De vervolging zal, hoogstwaarschijnlijk, gegrond worden op art 137c jo. art 137d Sr. Kijkende naar de bestanddelen van art 137c Sr zien we dat de uitlatingen in het openbaar is gedaan. De uitlatingen stonden immers op een brug die voor iedereen te bezichtigen viel. Daarnaast zijn de uitlatingen per geschrift gedaan, omdat het geschreven stond op de brug. Verder dient er enig causaal verband te zijn tussen de beledigende uitlating en de groep mensen waartoe deze belediging is gedaan. Een uitlating is beledigend indien het de eigenwaarde aantast of een groep, vanwege bijvoorbeeld een ras, in diskrediet brengt. Om te bepalen of er sprake is van een belediging in de zin van art 137c Sr. moeten drie vragen worden beantwoord.

Allereerst de vraag of de uitlating beledigend is en onmiskenbaar betrekking heeft op een groep mensen wegens hun ras, godsdienst of levensovertuiging. Hier loopt de eventuele vervolging stuk. Het is de vraag of de uitlatingen überhaupt beledigend zijn. Dat de uitlatingen kunnen kwetsen, choqueren of verontrusten doet daaraan niet af. De vrijheid van meningsuiting brengt met zich mee dat sommige uitlatingen deze gevolgen hebben. (Zie ter voorbeeld: EHRM 07 december 1976, ECLI:NL:XX:1976:AC0070 (Handyside) en 6 juni 2021, ECLI:NL:HR:2021:1036). Daarnaast is het ook maar de vraag of de uitlatingen betrekking hebben op een groep mensen wegens hun ras, godsdienst of levensovertuiging. De uitlatingen zijn namelijk niet (expliciet) gericht tegen een bepaalde groep, zoals genoemd in art 137c Sr. We komen dan ook niet toe aan de andere twee vragen die de rechter af zal moeten lopen, namelijk wat de context is in welke de uitlatingen zijn gedaan en of de uitlatingen niet onnodig grievend zijn geweest of aanzetten tot onverdraagzaamheid.

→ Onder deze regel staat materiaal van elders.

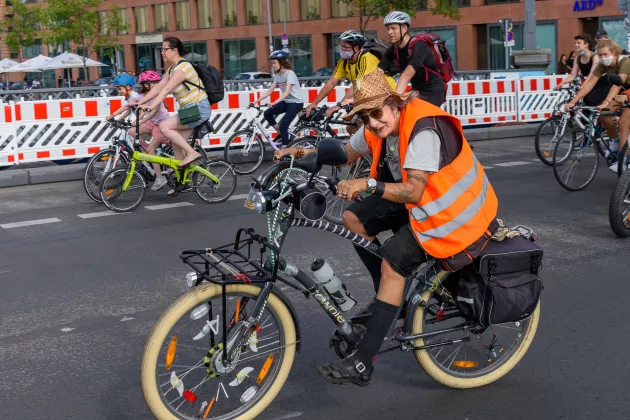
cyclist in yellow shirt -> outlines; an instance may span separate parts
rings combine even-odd
[[[335,67],[335,71],[333,75],[324,87],[319,91],[317,97],[313,103],[311,103],[308,107],[306,107],[306,115],[310,115],[313,108],[319,104],[322,99],[324,99],[332,90],[339,84],[339,81],[345,79],[346,77],[350,79],[351,82],[365,76],[368,73],[376,70],[378,68],[379,60],[378,58],[368,52],[361,51],[363,44],[367,41],[360,32],[357,31],[346,31],[341,34],[341,46],[340,46],[340,54],[341,60],[337,62],[337,66]],[[387,81],[392,86],[392,89],[396,88],[396,82],[391,77],[387,76]],[[346,103],[351,102],[353,96],[352,87],[348,89],[343,99],[337,102],[337,105],[329,108],[326,112],[326,116],[330,116],[333,112],[338,111],[341,108],[341,105],[345,105]]]

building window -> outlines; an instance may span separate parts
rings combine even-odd
[[[221,0],[221,14],[223,26],[238,25],[236,17],[236,0]]]
[[[23,58],[33,58],[37,57],[42,53],[42,41],[40,39],[36,39],[33,42],[33,45],[30,47],[24,47],[22,49],[22,57]]]
[[[453,60],[453,67],[457,69],[457,31],[455,30],[455,28],[417,28],[412,29],[409,32],[409,34],[412,36],[419,33],[431,33],[439,36],[440,39],[446,43],[446,48],[448,49],[448,52],[451,55],[451,59]]]
[[[273,38],[273,49],[282,49],[282,38]],[[289,36],[289,54],[293,71],[299,77],[313,76],[313,53],[310,36]]]
[[[136,15],[136,33],[142,34],[149,32],[149,19],[147,17],[146,7],[135,7],[134,14]]]
[[[348,17],[352,16],[352,4],[339,0],[330,0],[332,6],[332,17]]]
[[[185,42],[184,59],[194,64],[208,64],[208,44],[206,42]]]
[[[300,0],[302,20],[319,19],[319,0]]]
[[[168,31],[168,5],[156,4],[153,7],[155,12],[155,32]]]
[[[262,0],[246,0],[245,8],[247,10],[247,24],[262,24]]]
[[[291,1],[272,0],[271,19],[273,22],[291,22]]]
[[[239,73],[256,71],[256,40],[223,41],[223,67],[227,80],[234,79]]]
[[[622,21],[623,22],[623,21]],[[523,23],[513,23],[515,45],[512,50],[522,50],[524,44],[525,25]],[[505,69],[505,47],[503,46],[503,30],[500,25],[493,25],[489,28],[489,60],[488,67],[492,70]],[[536,48],[551,50],[551,64],[547,67],[547,73],[555,72],[558,64],[558,47],[556,41],[555,23],[536,24]]]
[[[212,28],[212,0],[199,0],[199,27]]]
[[[175,18],[177,19],[177,30],[186,31],[190,29],[190,3],[180,1],[175,3]]]
[[[120,14],[120,23],[121,23],[123,26],[127,26],[127,25],[129,25],[129,18],[127,17],[127,9],[120,9],[120,10],[118,11],[118,13]],[[129,33],[129,30],[128,30],[128,29],[125,29],[125,30],[123,30],[123,31],[120,31],[120,33],[121,33],[121,34],[123,34],[123,35],[125,35],[125,34],[128,34],[128,33]]]
[[[107,12],[98,12],[98,26],[100,27],[101,35],[107,35]]]
[[[623,19],[602,20],[601,27],[608,32],[608,38],[615,41],[621,48],[628,48],[628,33]]]

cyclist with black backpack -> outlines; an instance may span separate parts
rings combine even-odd
[[[391,12],[383,23],[393,45],[379,68],[392,76],[400,73],[396,93],[404,93],[411,82],[411,88],[420,99],[441,106],[446,101],[446,84],[453,76],[444,43],[430,34],[410,36],[411,16],[405,12]]]

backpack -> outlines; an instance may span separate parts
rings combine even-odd
[[[382,39],[370,39],[365,44],[363,44],[363,51],[372,53],[378,61],[382,61],[383,57],[385,57],[385,52],[391,47],[392,44],[389,42],[385,42]]]
[[[426,80],[429,80],[429,72],[433,74],[437,74],[444,80],[444,83],[448,83],[451,81],[453,76],[455,75],[455,68],[453,67],[453,59],[451,58],[451,54],[448,52],[446,48],[446,42],[442,41],[439,36],[434,34],[419,34],[414,35],[409,40],[409,44],[407,45],[407,56],[411,58],[411,51],[413,50],[413,46],[416,45],[416,42],[422,41],[424,42],[429,50],[433,53],[433,57],[435,58],[435,62],[437,64],[438,71],[431,70],[427,66],[423,66],[426,73]],[[394,59],[396,60],[396,65],[400,68],[400,60],[398,58],[398,48],[394,48]],[[401,69],[403,71],[404,69]]]
[[[181,61],[179,63],[181,63]],[[186,89],[190,90],[187,85],[191,85],[205,91],[208,95],[208,101],[210,102],[210,105],[221,102],[223,100],[223,97],[225,96],[225,87],[223,86],[223,76],[221,75],[221,72],[217,70],[216,67],[211,66],[210,64],[190,64],[197,72],[202,86],[198,86],[194,83],[190,83],[188,80],[184,80],[184,85],[186,85]]]

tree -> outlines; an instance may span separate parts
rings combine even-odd
[[[0,29],[6,33],[4,42],[11,52],[23,58],[23,49],[32,46],[41,32],[42,8],[27,6],[21,1],[13,4],[13,12],[0,21]]]
[[[83,56],[84,77],[88,79],[87,58],[101,48],[115,51],[118,35],[129,27],[124,23],[120,8],[112,8],[99,15],[94,8],[103,0],[49,0],[46,40],[51,45],[70,42],[77,54]]]
[[[433,15],[447,16],[459,20],[459,9],[453,6],[453,0],[433,0],[429,6],[427,0],[340,0],[358,13],[359,30],[365,32],[370,21],[385,17],[392,10],[409,13],[412,17],[419,10],[428,10]]]

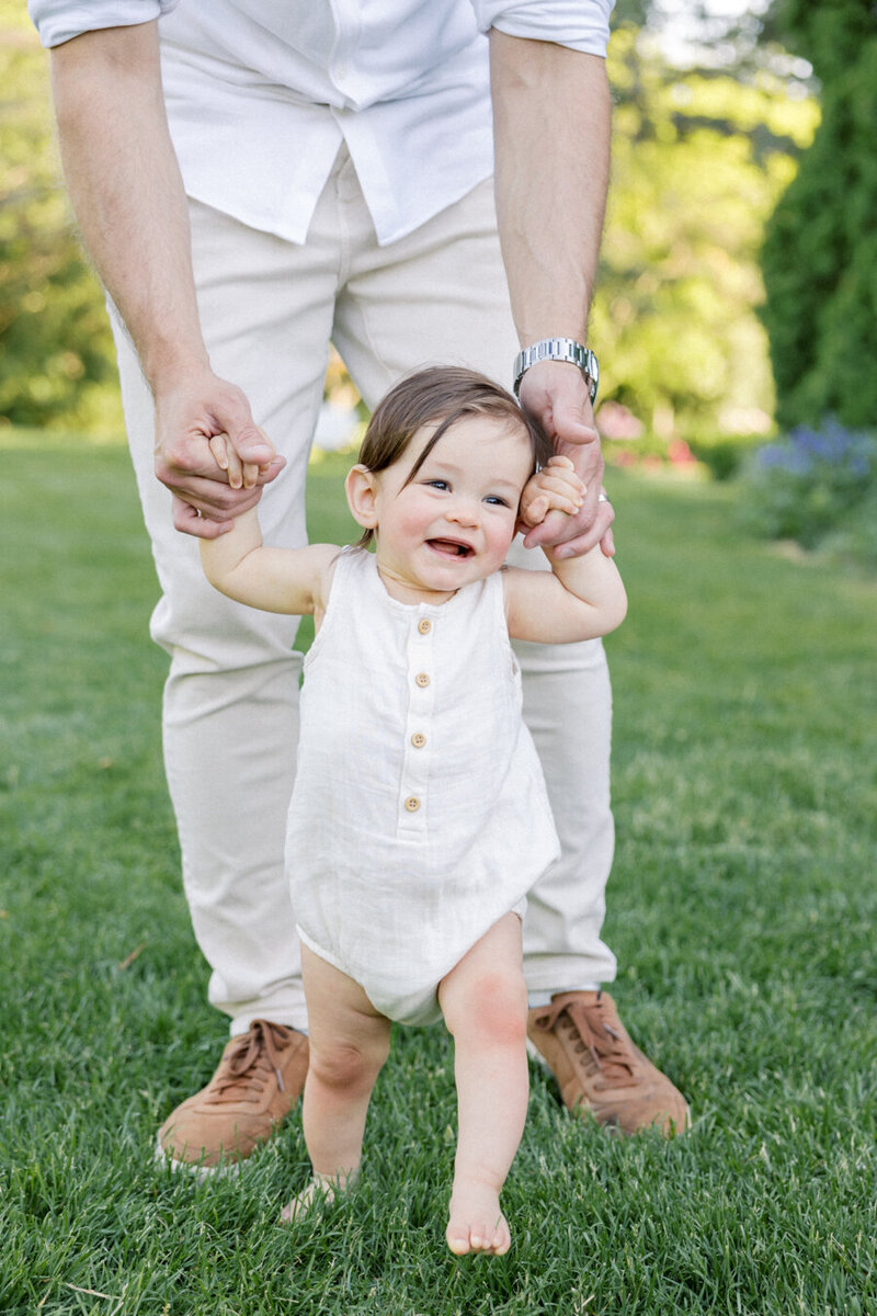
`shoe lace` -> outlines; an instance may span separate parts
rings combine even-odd
[[[214,1103],[255,1100],[264,1090],[271,1071],[283,1092],[279,1053],[288,1045],[288,1028],[272,1024],[267,1019],[254,1019],[250,1030],[241,1034],[222,1059],[210,1084],[209,1100]]]
[[[571,1061],[586,1074],[600,1071],[606,1084],[630,1083],[632,1079],[630,1044],[611,1023],[602,992],[597,992],[593,1000],[584,1000],[579,992],[555,996],[535,1024],[547,1032],[556,1028]]]

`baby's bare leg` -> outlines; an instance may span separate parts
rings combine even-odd
[[[459,1134],[446,1238],[451,1252],[508,1252],[500,1209],[527,1113],[527,992],[521,920],[500,919],[439,986],[454,1034]]]
[[[302,1124],[314,1182],[346,1187],[359,1171],[368,1100],[389,1051],[389,1020],[352,978],[301,948],[310,1062]],[[313,1190],[284,1208],[295,1216]]]

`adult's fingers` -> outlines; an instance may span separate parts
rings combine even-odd
[[[213,521],[201,516],[196,507],[185,503],[181,497],[174,497],[174,525],[183,534],[192,534],[197,540],[218,540],[234,526],[234,520]]]

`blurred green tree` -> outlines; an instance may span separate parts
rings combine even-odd
[[[877,425],[877,4],[778,0],[822,82],[822,124],[767,228],[764,325],[782,425]]]
[[[25,7],[9,0],[0,87],[0,417],[118,425],[103,296],[59,183],[46,57]]]
[[[634,25],[614,32],[609,75],[613,183],[592,316],[602,397],[664,438],[767,429],[757,257],[818,108],[769,68],[673,67]]]

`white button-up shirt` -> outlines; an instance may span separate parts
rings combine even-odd
[[[164,99],[189,196],[304,242],[346,142],[387,243],[493,170],[489,28],[605,55],[613,3],[29,0],[29,9],[45,46],[160,17]]]

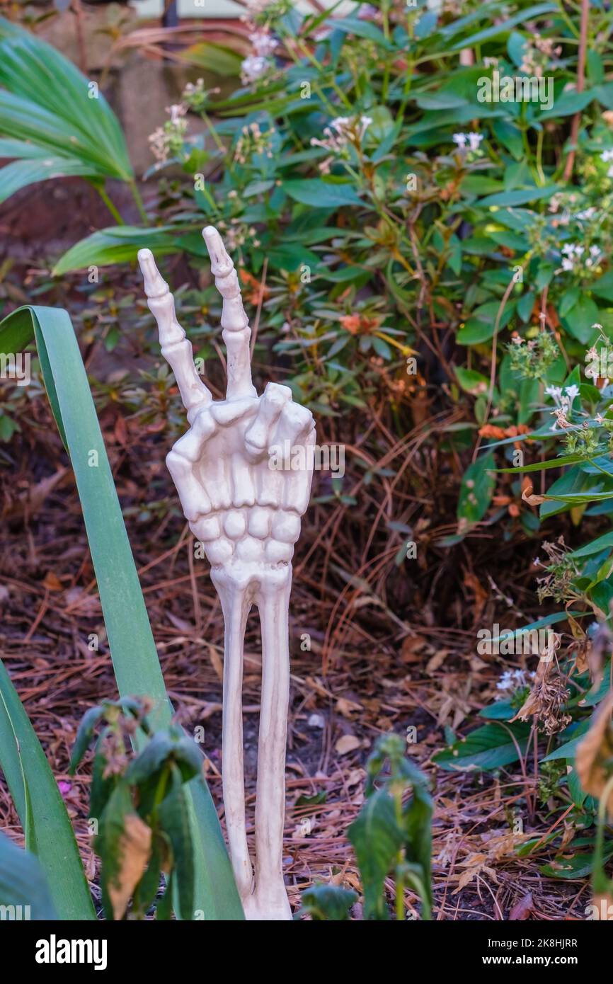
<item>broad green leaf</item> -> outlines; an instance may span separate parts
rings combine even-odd
[[[474,369],[462,369],[461,366],[456,366],[455,368],[458,382],[464,393],[470,393],[472,396],[487,393],[490,384],[489,380],[482,373],[476,372]]]
[[[159,807],[159,823],[172,847],[173,880],[181,917],[194,918],[194,845],[185,789],[176,767],[172,789]]]
[[[344,205],[362,205],[353,185],[323,181],[321,178],[299,178],[283,181],[283,191],[302,205],[314,209],[339,208]]]
[[[356,37],[365,37],[369,41],[374,41],[381,48],[393,48],[394,45],[386,38],[383,31],[370,21],[360,21],[357,17],[334,18],[330,21],[330,27],[334,31],[341,31],[344,34],[355,34]]]
[[[90,707],[89,710],[86,710],[85,714],[81,718],[79,728],[77,729],[77,737],[75,738],[72,755],[70,757],[71,772],[75,771],[77,766],[88,751],[92,739],[93,738],[93,729],[103,713],[104,707],[97,706],[95,707]]]
[[[149,697],[154,729],[168,727],[168,701],[143,592],[123,522],[75,333],[66,311],[19,308],[0,323],[0,352],[19,352],[35,337],[47,395],[75,472],[108,643],[121,697]],[[90,466],[92,453],[97,466]],[[138,737],[142,747],[144,736]],[[211,793],[188,784],[195,843],[195,908],[207,919],[243,912]]]
[[[11,679],[0,662],[0,767],[60,919],[95,919],[62,795]],[[0,866],[1,868],[1,866]]]
[[[518,188],[515,191],[502,191],[496,195],[486,195],[485,198],[479,200],[478,205],[482,209],[488,209],[494,205],[527,205],[529,202],[540,202],[542,199],[551,198],[558,191],[562,191],[560,185],[549,185],[547,188]]]
[[[598,308],[591,297],[580,294],[577,303],[561,320],[567,332],[586,344],[593,335],[594,325],[599,319]]]
[[[590,554],[598,553],[599,550],[603,550],[605,547],[613,547],[613,531],[603,533],[602,536],[597,536],[595,540],[591,540],[589,543],[585,543],[584,546],[573,550],[570,556],[575,560],[579,557],[589,557]]]
[[[199,41],[180,52],[182,61],[190,65],[200,65],[208,72],[220,76],[240,75],[242,55],[224,44],[215,44],[213,41]]]
[[[92,176],[134,180],[121,127],[103,94],[50,44],[4,18],[0,87],[0,133],[80,161]],[[77,173],[69,166],[65,173]]]
[[[471,731],[465,738],[459,738],[449,748],[438,752],[432,761],[452,772],[501,769],[517,762],[520,753],[525,752],[529,734],[527,725],[503,725],[492,721]]]
[[[15,919],[57,919],[37,858],[0,833],[0,907],[3,911],[5,906],[16,907],[12,910]]]
[[[314,885],[302,892],[302,910],[311,916],[313,922],[325,919],[347,922],[349,909],[355,901],[355,892],[341,889],[338,885]]]
[[[404,842],[396,804],[385,789],[369,796],[347,830],[364,890],[364,918],[387,919],[383,883]]]
[[[1,173],[1,172],[0,172]],[[176,230],[170,225],[139,228],[137,225],[117,225],[98,229],[75,243],[53,268],[53,276],[61,277],[86,267],[106,267],[111,263],[129,263],[143,247],[154,250],[156,256],[178,253],[180,246]]]
[[[470,48],[474,44],[481,44],[482,41],[487,41],[491,37],[498,37],[499,34],[506,34],[507,31],[511,31],[512,28],[517,27],[519,24],[525,24],[526,21],[534,20],[536,17],[541,17],[543,14],[553,14],[556,13],[558,7],[551,3],[539,3],[535,4],[533,7],[527,7],[524,10],[521,10],[518,14],[514,14],[507,21],[500,21],[498,24],[493,25],[489,28],[484,28],[483,31],[478,31],[476,34],[471,34],[469,37],[462,38],[461,41],[458,41],[454,45],[454,50],[456,48]]]

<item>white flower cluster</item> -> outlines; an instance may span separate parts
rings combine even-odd
[[[597,266],[602,257],[602,250],[597,246],[590,246],[583,259],[585,247],[579,243],[567,243],[566,246],[562,247],[562,270],[571,273],[580,271],[582,268],[589,269]]]
[[[333,156],[327,157],[319,164],[322,174],[330,172],[334,154],[342,154],[347,144],[357,147],[362,143],[364,134],[371,123],[370,116],[337,116],[336,119],[332,120],[330,126],[324,128],[323,140],[319,140],[317,137],[311,138],[312,147],[323,147],[326,151],[333,153]]]
[[[496,690],[502,690],[505,694],[511,696],[515,694],[516,690],[521,690],[521,687],[529,687],[533,677],[534,674],[528,670],[505,670],[496,684]]]
[[[573,409],[573,402],[576,397],[579,397],[579,387],[573,383],[572,386],[567,386],[564,389],[561,386],[548,386],[545,388],[545,393],[548,397],[551,397],[554,400],[556,407],[551,412],[555,416],[555,422],[552,424],[552,431],[565,430],[567,427],[571,426],[568,419],[568,414]]]
[[[256,28],[249,34],[249,40],[253,46],[253,54],[248,55],[240,66],[240,78],[243,86],[248,86],[266,75],[274,67],[272,59],[278,41],[266,28]]]

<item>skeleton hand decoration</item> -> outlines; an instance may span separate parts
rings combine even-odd
[[[293,545],[313,476],[309,446],[315,444],[315,425],[311,412],[292,402],[286,386],[269,383],[257,396],[251,382],[251,329],[234,266],[216,229],[210,225],[203,235],[223,297],[225,400],[214,402],[200,379],[191,343],[175,317],[174,299],[151,250],[139,251],[139,263],[161,351],[174,372],[191,425],[166,463],[190,529],[204,544],[223,611],[223,803],[234,876],[247,919],[291,919],[282,877],[287,615]],[[303,467],[271,467],[269,450],[278,446],[300,449]],[[263,648],[255,875],[245,823],[241,698],[243,642],[252,604],[260,611]]]

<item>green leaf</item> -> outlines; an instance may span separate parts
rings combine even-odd
[[[144,246],[155,251],[156,256],[178,253],[181,249],[172,226],[139,228],[137,225],[117,225],[98,229],[91,236],[75,243],[64,253],[53,268],[53,276],[61,277],[85,267],[106,267],[111,263],[135,261]]]
[[[488,209],[491,206],[517,206],[527,205],[529,202],[540,202],[542,199],[551,198],[556,192],[562,191],[560,185],[549,185],[547,188],[518,188],[515,191],[503,191],[496,195],[486,195],[479,200],[479,208]]]
[[[75,472],[119,694],[124,698],[150,698],[153,706],[150,715],[153,727],[168,727],[172,707],[88,377],[67,312],[19,308],[0,323],[0,352],[22,351],[32,334],[53,416]],[[97,467],[89,463],[92,451],[97,452]],[[137,745],[144,744],[145,736],[137,734]],[[242,906],[209,788],[202,776],[192,779],[187,788],[195,843],[195,907],[207,919],[242,919]]]
[[[529,734],[530,728],[524,724],[503,726],[492,722],[476,728],[465,738],[459,738],[449,748],[438,752],[433,762],[448,771],[501,769],[517,762],[520,753],[525,752]]]
[[[19,914],[13,913],[16,919],[57,919],[38,860],[4,833],[0,833],[0,906],[19,906]]]
[[[590,540],[584,546],[573,550],[569,556],[574,560],[577,560],[579,557],[589,557],[590,554],[598,553],[599,550],[604,550],[605,547],[613,547],[613,531],[603,533],[602,536],[597,536],[595,540]]]
[[[364,890],[364,918],[389,918],[384,881],[404,842],[396,819],[396,804],[385,789],[369,796],[347,830]]]
[[[469,525],[482,520],[494,493],[495,480],[491,474],[494,456],[482,455],[468,465],[463,473],[458,502],[458,519]]]
[[[514,14],[507,21],[500,21],[499,24],[495,24],[490,28],[484,28],[483,31],[478,31],[476,34],[471,34],[469,37],[463,38],[461,41],[458,41],[453,50],[457,48],[470,48],[474,44],[481,44],[482,41],[487,41],[491,37],[498,37],[499,34],[506,34],[507,31],[511,31],[518,24],[525,24],[526,21],[534,20],[536,17],[541,17],[543,14],[553,14],[558,11],[556,4],[551,3],[539,3],[535,4],[533,7],[527,7],[524,10],[520,11],[518,14]],[[456,25],[458,27],[458,25]]]
[[[95,919],[66,807],[44,752],[0,662],[0,766],[26,834],[47,878],[59,919]]]
[[[159,825],[172,847],[173,881],[179,911],[185,920],[194,918],[194,845],[183,779],[173,767],[172,789],[159,807]]]
[[[587,297],[586,294],[581,294],[568,314],[564,317],[562,317],[562,315],[560,316],[560,320],[562,321],[566,331],[583,344],[586,344],[589,341],[591,336],[593,335],[593,329],[591,326],[594,325],[598,319],[598,308],[592,301],[591,297]]]
[[[4,18],[0,87],[0,133],[66,158],[64,173],[86,173],[75,170],[80,162],[92,178],[134,180],[121,127],[102,93],[54,47]],[[38,177],[31,172],[31,180],[45,176],[44,168]]]
[[[337,209],[344,205],[362,205],[356,195],[353,185],[321,178],[299,178],[281,183],[283,191],[301,205],[310,205],[314,209]]]
[[[103,713],[104,707],[90,707],[81,718],[73,752],[70,757],[69,771],[72,774],[74,774],[77,766],[88,751],[93,737],[93,729]]]
[[[92,168],[81,160],[70,157],[47,155],[39,160],[14,160],[0,170],[0,202],[14,195],[20,188],[26,188],[37,181],[51,178],[90,177]]]
[[[357,894],[351,889],[314,885],[302,892],[302,911],[310,915],[313,922],[325,919],[347,922],[349,909],[356,900]]]
[[[474,369],[462,369],[461,366],[455,366],[455,369],[458,382],[464,393],[478,396],[489,390],[489,380],[482,373]]]
[[[240,75],[243,60],[237,51],[225,44],[214,44],[213,41],[199,41],[198,44],[192,44],[181,51],[179,57],[190,65],[200,65],[208,72],[224,78]]]
[[[108,889],[118,883],[123,867],[121,838],[126,828],[126,817],[134,812],[130,788],[124,779],[120,779],[110,794],[102,815],[98,817],[95,838],[95,852],[101,860],[102,905],[107,919],[114,918]]]

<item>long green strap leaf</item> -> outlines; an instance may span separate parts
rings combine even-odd
[[[122,697],[149,697],[154,706],[154,725],[166,727],[172,707],[68,312],[60,308],[20,308],[0,323],[0,352],[23,351],[32,334],[53,416],[77,480],[117,688]],[[189,783],[188,790],[195,843],[197,918],[243,919],[209,788],[198,777]]]
[[[95,919],[70,818],[53,772],[9,674],[0,662],[0,766],[47,877],[60,919]]]

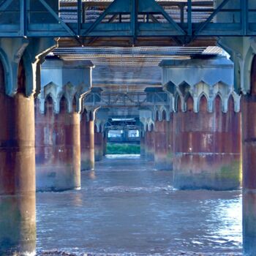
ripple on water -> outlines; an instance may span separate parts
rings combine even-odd
[[[82,173],[81,190],[37,194],[38,249],[241,255],[241,191],[178,191],[172,181],[172,172],[155,171],[138,156],[109,156]]]

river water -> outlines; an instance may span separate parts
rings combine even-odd
[[[241,192],[178,191],[172,172],[108,156],[80,190],[37,194],[37,250],[81,255],[240,255]]]

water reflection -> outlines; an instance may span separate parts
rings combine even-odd
[[[174,190],[172,177],[138,156],[110,156],[82,173],[80,191],[38,193],[38,249],[241,253],[241,192]]]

Art 137d Sr biedt voor de strafrechtelijke vervolging ook geen soelaas. Mijn inziens is niet aangezet tot haat, aangezien er geen extreme emotie van diepe afkeer of vijandigheid mee wordt opgeroepen. Ook is er niet aangezet tot discriminatie, omdat niet kan worden aangesloten bij de definitie van discriminatie, zoals weergegeven in art 90quater Sr.

Weinig kans van slagen

Samengevat kan gesteld worden dat een vervolging van de leuzen die op de Erasmusbrug stonden via art 137c jo. art 137d Sr. weinig kans van slagen zullen hebben. Dit, omdat de uitlatingen niet passen binnen het strafrechtelijk kader dat beide artikelen schetsen.

Delen:

Het belangrijkste nieuws wekelijks in uw inbox?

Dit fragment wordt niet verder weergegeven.